Might it have to do with incompatibility of the blowfish kernel module?

(i.e.: with the old system I recall cryptoloop was included in the kernel)

----------

## bhun

 *Quote:*   

> 
> 
> Might it have to do with incompatibility of the blowfish kernel module?
> 
> 

 

I have no idea, the same kernel module was used to create an encrypted loopback device (i have no p0rn to encrypt  :Smile: ) and tried to figure out what you did. You're probably right.  :Smile: 

Well, good luck then.

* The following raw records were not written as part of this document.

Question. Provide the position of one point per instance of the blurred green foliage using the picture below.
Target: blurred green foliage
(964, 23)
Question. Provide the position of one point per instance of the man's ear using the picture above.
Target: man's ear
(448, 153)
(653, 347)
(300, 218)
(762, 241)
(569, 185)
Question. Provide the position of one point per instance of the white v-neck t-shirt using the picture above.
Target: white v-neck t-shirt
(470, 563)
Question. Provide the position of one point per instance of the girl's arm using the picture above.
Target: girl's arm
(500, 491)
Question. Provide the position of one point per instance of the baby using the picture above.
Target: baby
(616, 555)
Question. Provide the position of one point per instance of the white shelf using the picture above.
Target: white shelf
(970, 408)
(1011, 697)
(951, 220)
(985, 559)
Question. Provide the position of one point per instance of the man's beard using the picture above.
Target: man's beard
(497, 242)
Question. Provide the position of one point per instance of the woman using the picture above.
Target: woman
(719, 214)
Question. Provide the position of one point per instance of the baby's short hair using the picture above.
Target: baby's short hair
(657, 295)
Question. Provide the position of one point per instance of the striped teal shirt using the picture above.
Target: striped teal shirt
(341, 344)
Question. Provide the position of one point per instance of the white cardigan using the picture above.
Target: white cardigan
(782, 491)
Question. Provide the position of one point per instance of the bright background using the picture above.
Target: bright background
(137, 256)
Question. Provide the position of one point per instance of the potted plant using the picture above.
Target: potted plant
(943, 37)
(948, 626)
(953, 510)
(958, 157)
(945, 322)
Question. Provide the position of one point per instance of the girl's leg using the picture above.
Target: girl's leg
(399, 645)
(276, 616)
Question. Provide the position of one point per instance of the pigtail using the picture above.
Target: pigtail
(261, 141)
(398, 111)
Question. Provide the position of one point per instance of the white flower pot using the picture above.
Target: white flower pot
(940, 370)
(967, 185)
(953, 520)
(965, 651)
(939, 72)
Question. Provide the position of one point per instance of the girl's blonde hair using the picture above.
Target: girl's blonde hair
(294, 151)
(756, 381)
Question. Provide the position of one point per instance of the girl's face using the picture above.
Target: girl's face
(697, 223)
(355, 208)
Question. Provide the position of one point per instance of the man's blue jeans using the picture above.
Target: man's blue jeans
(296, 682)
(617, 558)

Maybe somebody else can help you out, I hope you manage to get it right.

----------

## Celegans

I encountered the same problem.  This is how I resolved it:

emerge =sys-apps/util-linux-2.12i-r1

...this will bring back a version of losetup that can access the existing volume.

I used it to losetup, then mount the volume, as I usually did.  

I then re-emerged util-linux (latest & greatest)

Using the latest and greatest losetup, I created a new encrypted volume (with a >20 char password),

then copied the contents from the original volume to the new one.

Once verified, I blew away the old volume.

...note that this was fairly straight-forward for me, as I was working on LVM volumes.

Hope this helps.

Cheers.

----------

## JeroenV

Thanks,

I figured that would be a way, but I was reluctant to downgrade because in my case it's DVD's, so I'd have to re-backup the data.

Anyway, I'll try the method and copy the losetup binary over somewhere. I'll post the results (may take two days due to time constraints).

BTW, I was hoping that the old-crypt useflag would just give me exactly that losetup binary you describe, but as shown above it didn't work...

----------